You can split the surfaces and make them a separate color, without making a tiny depth cut/extrusion. Then on the 2D, if you make the view "shaded" it will look like it does in the 3d.
They're not, really. The logo is about 44 mm wide, the entire part is 460 x 335 mm. The thickness of the lines looks fine, until it's exported to PDF. I don't really mind the thicker lines, only, for the engraving alone, there should be NO lines. I can see I could change the thickness of the lines, but that would also apply to other lines. Furthermore, I don't see the ability to select and change individual lines.
I'm not sure why the colour would have to be in the drawing. When I do engraving, I usually just make a drawing with thin outlines, then export that (DXF or SVG) to my 2D design or engraving software and fill the faces there. All the graphic design packages can do that with just a mouse click. You could even use freeware like Inkscape to do it, it is quite easy. That way, line thickness is of no relevance at all. If required, the result could be PDFed from there, too.

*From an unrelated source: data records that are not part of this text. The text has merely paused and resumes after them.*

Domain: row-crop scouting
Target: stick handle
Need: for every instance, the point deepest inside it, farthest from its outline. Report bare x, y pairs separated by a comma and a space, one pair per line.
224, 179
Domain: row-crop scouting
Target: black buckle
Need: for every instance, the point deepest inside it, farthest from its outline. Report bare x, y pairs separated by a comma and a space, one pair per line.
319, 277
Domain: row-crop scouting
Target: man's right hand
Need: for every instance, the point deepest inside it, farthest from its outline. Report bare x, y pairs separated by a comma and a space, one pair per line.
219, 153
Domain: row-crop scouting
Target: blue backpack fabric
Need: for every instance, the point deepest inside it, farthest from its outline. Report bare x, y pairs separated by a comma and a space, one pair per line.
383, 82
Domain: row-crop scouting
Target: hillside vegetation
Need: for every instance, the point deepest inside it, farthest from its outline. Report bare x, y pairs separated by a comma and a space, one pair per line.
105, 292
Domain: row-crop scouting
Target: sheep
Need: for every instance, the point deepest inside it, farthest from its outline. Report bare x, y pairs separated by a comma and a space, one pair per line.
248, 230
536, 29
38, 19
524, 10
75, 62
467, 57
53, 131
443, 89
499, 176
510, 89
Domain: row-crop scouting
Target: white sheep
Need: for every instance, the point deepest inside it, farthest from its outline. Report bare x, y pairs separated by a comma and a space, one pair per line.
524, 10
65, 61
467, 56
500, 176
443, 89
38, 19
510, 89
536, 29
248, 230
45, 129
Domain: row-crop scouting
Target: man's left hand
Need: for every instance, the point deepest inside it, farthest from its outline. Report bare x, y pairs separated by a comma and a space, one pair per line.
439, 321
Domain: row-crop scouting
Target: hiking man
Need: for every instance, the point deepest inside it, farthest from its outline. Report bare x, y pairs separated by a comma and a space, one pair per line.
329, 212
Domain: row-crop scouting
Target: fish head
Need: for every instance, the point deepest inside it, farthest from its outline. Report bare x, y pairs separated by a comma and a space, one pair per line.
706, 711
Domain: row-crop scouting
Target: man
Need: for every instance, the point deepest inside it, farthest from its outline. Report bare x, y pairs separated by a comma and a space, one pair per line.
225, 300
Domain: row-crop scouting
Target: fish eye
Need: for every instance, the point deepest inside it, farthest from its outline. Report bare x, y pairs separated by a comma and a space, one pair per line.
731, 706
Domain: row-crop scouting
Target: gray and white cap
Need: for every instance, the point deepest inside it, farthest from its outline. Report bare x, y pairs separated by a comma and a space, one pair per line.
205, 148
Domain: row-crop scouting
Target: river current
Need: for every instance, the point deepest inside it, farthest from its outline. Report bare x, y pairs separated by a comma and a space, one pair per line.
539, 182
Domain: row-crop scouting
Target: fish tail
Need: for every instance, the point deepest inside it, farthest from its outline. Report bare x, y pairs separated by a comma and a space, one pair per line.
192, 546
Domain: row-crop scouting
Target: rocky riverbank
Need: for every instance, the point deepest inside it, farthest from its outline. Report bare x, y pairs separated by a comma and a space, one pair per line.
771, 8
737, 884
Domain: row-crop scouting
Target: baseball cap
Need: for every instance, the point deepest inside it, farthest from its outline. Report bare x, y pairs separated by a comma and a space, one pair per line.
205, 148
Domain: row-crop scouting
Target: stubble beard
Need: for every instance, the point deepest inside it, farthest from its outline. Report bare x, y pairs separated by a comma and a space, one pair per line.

PDF absolutely refuses to respect line weights. We've run into this many times and it will increase the width of lines significantly (because apparently it "knows best" and helping make things more readable…)
The fill "should" work though… Does the region of the ampersand that gets filled show up correctly in the sketch/ part studio? The may be a small gap in there. Make sure you set the view to "high quality" before you attempt the fill as this might also introduce a gap in the 2D view. This may also be a bug… I've run into issues doing this sort of stuff before.
As for the lines, you could use the "show/hide" lines to hide these (after doing the fill).
If this is just for "illustration", you could create a detail view of the area and use "shaded" display and show the engraved area that way.
I'm positive there are no gaps, as the extrusion works just fine:
But, that did give me an idea. I redrew the inside of the ampersand, and voilà:
Unfortunately, it does look like I'll have to go with manual manipulations (I can do this in Affinity Designer 2) as @martin_kopplow suggested, because now my exported PDF looks like this (filled in entirely!):
I usually use split face for marking engraving on solid parts and then if I want the areas to look different on the PDF, then hatch can be used to change the look of that face on the drawing. If it is a lasercut sheetmetal part I put the engraving in a sketch on the flat pattern and then export the DXF including visible sketches. The visible sketch will be placed in a layer called "MODELSKETCH_VISIBLE" in the DXF and if you open the DXF in notepad (or another txt editor), you can search for the name of the layer and change the color by changing the "7" (code for white) to another number. In my case, I'll change it to 2 because our lasercutters have informed us that their machine automatically detects yellow layers as being designated for engraving instead of cutting. On the PDF, I'll then inform of both the color and layer name as well.